Except as otherwise specifically provided herein, all communications
hereunder will be in writing and shall be deemed to have been duly given if
delivered by hand, mailed via Express Mail, deposited with Federal Express or
any nationally recognized commercial courier service for "next day" delivery, or
telecopied and confirmed in writing (by telecopied facsimile or otherwise) to
the respective addresses or telecopier numbers set forth on the signature page
hereto, or to such other address or telecopier number as either party may
hereafter designate to the other in writing; provided, however, that any notice
to an Underwriter pursuant to Section 7(c) hereof shall be delivered in a manner
provided above to such Underwriter at its address set forth in its Underwriters'
Questionnaire, or telex constituting such Questionnaire, which address will be
supplied to the Company by the Manager upon request. Any such statements,
requests, notices or agreements shall take effect upon receipt thereof.
13. SUCCESSORS; NON-TRANSFERABILITY. This Agreement will inure to the
benefit of and be binding upon the parties hereto, their respective successors,
and the officers, directors, and controlling persons referred to in Section 7
hereof. No other person will have any right or obligation hereunder. Neither
party to this Agreement may assign its rights hereunder without the written
consent of the other parties.
14. COUNTERPARTS. This Agreement may be signed in any number of
counterparts, each of which will be an original, with the same effect as if the
signatures thereto and hereto were upon the same instrument.

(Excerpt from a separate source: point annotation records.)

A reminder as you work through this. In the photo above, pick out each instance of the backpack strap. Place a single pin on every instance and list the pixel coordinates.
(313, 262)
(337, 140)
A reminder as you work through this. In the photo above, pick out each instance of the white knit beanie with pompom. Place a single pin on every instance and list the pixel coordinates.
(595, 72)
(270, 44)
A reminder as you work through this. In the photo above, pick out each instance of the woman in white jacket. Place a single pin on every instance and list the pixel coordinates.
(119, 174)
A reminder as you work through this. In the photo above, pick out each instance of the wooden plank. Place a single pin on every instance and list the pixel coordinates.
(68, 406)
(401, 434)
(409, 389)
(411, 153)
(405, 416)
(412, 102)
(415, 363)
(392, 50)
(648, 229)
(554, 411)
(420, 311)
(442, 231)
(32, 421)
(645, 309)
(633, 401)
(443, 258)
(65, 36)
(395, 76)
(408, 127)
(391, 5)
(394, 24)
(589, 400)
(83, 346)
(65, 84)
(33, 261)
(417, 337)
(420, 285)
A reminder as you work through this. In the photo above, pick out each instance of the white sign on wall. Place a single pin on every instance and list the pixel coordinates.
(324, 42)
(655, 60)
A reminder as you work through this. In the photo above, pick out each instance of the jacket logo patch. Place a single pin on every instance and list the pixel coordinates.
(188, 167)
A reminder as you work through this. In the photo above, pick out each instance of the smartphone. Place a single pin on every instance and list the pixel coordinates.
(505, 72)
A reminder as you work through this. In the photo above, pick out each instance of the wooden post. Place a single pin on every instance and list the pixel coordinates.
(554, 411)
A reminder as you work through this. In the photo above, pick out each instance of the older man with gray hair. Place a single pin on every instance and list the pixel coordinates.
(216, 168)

15. TIME OF THE ESSENCE. Time shall be of the essence with respect to
this Agreement. As used herein, "business day" shall mean any day when the
Commission's office in Washington, D.C. is open for business.
16. APPLICABLE LAW. This Agreement will be governed by and construed
in accordance with the laws of the State of New York, including without
limitation, New York General Obligations Law Section 5-1401.
17. HEADINGS. The headings of the sections of this Agreement have been
inserted for convenience of reference only and will not affect the construction
of any of the terms or provisions hereof.